The Art of Plenoptics

Location: The Photography Gallery at Riley Hall (View on map )

The Photography Gallery at Riley Hall is proud to announce The Art of Plenoptics - an exhibition of works by artists and scientists Jeffrey Wolin, Dr. Andrew Lumsdaine, Nortbert Herber, Georgi Chunev and Zachary Norman. The exhibition is open now and will run until February 17. 

The Art of Plenoptics

Installation View
The Art of Plenoptics
The Photography Gallery at Riley Hall
University of Notre Dame
 

Photographer Jeffrey Wolin, and Computer Scientist Andrew Lumsdaine, began collaborating on photographs using Lumsdaine’s custom-built plenoptic cameras in 2012. In plenoptic cameras a micro-lens array is positioned over a digital camera’s sensor to allow entire light rays to be recorded, rather than just points of light as in conventional cameras. This allows images to be refocused after they are taken. They can also be viewed stereoscopically in 3-D. 

Prof. Lumsdaine is one of the world’s leading researchers in this emerging field while Wolin is an internationally known photographer whose work has been shown at the Museum of Modern Art, Art Institute of Chicago and Whitney Museum, among others. Their collaborative work, with then MFA Photography student, Zachary Norman and Computer Science doctoral student, Georgi Chunev, was first shown in “Imag(in)ing Science” at the Grunwald Gallery at Indiana University in 2013 and reviewed in “SciArt in America”. One of their plenoptic photographs was selected as one of 10 finalists in the 2016 NSF Vizzies Awards. 

For “Imag(in)ing Science”, a large group exhibition of collaborations between artists and scientists held at the Grunwald Gallery at Indiana University in 2014, Wolin and Norman created a suite of photographs of Lumsdaine that referenced earlier scientists/inventors whose work changed the field of photography: Edward Muybridge whose locomotion studies froze a galloping horse and Harold Edgerton whose iconic high-speed flash photographs (e.g., a bullet piercing an apple). Chunev created an interactive setup so that gallery goers could manipulate the plenoptic images for themselves.

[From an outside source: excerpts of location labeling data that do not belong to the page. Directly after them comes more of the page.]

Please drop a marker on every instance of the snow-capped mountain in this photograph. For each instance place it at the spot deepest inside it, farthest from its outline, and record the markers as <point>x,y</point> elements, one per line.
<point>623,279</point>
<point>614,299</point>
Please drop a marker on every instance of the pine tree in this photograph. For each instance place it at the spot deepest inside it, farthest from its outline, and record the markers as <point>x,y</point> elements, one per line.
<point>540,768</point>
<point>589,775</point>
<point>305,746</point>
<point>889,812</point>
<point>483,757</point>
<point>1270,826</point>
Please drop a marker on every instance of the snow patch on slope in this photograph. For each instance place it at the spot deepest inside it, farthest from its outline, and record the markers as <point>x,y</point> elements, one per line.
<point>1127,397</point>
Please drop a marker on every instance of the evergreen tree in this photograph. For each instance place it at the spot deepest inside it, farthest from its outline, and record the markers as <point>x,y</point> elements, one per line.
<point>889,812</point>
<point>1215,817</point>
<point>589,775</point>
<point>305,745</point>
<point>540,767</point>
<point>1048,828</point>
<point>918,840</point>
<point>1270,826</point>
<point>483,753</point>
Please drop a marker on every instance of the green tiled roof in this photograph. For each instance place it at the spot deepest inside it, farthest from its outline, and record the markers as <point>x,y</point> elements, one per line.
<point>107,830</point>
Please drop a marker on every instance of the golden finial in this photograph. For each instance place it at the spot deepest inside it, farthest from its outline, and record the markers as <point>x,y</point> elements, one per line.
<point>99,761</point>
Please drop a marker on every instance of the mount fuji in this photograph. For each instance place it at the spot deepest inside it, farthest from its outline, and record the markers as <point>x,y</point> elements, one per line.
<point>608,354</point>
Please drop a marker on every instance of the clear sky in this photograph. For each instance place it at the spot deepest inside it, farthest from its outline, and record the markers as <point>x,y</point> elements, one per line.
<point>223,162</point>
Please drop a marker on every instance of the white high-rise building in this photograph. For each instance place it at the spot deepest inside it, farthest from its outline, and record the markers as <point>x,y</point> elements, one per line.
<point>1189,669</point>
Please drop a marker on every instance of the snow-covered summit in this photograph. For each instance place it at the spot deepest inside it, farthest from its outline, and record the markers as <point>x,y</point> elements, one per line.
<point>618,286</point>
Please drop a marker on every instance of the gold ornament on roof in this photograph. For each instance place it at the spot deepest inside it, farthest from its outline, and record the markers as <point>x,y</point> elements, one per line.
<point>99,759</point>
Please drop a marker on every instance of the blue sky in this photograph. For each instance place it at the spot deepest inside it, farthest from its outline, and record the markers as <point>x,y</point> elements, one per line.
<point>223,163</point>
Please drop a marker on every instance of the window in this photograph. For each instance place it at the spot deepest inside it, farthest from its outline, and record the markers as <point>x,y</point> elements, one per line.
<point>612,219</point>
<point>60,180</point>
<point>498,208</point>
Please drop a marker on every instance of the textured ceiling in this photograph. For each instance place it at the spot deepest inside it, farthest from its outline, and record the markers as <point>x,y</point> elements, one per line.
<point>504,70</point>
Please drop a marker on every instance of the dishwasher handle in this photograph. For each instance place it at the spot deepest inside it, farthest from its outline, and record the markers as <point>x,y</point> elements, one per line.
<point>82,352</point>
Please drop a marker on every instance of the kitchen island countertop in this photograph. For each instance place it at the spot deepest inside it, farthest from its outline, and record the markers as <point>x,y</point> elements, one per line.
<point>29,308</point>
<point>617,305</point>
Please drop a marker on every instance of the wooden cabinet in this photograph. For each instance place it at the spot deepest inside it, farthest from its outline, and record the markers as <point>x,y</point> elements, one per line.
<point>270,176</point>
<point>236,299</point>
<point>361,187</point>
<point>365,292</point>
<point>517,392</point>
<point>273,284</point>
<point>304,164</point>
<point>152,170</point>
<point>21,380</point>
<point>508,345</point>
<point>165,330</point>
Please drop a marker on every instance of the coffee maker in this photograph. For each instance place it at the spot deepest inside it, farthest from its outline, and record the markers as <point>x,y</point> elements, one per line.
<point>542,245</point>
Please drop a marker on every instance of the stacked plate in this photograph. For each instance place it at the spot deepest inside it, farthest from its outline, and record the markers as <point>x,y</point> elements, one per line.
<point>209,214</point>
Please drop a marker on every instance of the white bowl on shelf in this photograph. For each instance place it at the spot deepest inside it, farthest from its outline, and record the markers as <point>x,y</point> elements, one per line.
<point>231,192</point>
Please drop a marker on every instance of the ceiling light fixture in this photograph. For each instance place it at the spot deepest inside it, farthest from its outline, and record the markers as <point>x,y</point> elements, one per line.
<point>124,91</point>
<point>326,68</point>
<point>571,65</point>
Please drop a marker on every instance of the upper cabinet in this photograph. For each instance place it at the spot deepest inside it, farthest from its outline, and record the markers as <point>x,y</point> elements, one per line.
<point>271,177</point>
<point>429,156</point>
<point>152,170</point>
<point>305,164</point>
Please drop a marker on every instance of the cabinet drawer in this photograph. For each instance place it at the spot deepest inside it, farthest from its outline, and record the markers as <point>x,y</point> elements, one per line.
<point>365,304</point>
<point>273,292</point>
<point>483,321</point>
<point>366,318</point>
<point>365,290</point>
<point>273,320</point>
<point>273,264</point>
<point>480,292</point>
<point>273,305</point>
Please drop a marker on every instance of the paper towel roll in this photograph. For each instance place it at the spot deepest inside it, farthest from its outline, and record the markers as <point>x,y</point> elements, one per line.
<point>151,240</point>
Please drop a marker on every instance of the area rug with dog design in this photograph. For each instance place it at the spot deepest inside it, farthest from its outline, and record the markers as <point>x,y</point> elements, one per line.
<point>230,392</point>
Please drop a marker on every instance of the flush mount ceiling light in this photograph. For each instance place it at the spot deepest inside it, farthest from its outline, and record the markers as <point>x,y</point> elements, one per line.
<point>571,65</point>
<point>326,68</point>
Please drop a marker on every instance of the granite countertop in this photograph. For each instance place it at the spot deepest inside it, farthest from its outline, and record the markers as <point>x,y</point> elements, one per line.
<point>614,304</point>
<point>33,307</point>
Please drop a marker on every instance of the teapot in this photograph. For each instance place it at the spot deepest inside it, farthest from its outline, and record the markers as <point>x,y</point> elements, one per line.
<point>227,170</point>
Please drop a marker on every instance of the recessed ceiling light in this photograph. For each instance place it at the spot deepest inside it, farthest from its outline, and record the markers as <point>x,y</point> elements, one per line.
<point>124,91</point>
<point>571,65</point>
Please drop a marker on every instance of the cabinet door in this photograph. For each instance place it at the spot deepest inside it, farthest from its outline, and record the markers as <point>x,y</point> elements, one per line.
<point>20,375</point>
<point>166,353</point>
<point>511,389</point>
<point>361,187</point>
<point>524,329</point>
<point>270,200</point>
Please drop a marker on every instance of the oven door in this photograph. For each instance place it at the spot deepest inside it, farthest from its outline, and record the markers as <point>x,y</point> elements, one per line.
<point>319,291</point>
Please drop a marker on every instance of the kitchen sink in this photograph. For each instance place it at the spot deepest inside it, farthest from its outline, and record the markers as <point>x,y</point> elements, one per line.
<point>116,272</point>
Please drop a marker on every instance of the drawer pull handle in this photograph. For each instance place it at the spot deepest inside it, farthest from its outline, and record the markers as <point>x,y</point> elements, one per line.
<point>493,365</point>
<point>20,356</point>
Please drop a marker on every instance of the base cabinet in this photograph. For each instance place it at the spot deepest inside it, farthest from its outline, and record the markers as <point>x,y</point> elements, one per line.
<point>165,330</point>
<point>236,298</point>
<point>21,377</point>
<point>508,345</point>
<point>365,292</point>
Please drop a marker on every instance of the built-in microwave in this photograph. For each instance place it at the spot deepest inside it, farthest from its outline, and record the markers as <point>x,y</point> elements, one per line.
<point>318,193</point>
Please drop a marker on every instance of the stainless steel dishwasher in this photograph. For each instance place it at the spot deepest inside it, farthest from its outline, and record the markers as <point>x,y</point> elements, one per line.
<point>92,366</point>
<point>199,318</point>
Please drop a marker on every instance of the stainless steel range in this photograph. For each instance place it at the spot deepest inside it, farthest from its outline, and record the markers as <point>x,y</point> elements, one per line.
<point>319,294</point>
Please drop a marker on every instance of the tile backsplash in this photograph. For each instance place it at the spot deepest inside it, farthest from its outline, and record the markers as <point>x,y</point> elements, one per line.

The work shown here was made for “Re-Imag(in)ing Science”, the second iteration of the previously mentioned exhibition held at the Grunwad Gallery at Indiana University. In this work Wolin, Lumsdaine, Chunev and Norman are collaborating with sound artist, Prof. Norbert Herber, to create new works that continue to highlight the artistic potential of plenoptics. The availability of new plenoptic cameras (based on Lumsdaine’s research), 3-D printers, and software that can spatialize sound in 360º allowed the team to create new images, objects, and sonic landscapes pushing forward the fields of plenoptics and fine art photography.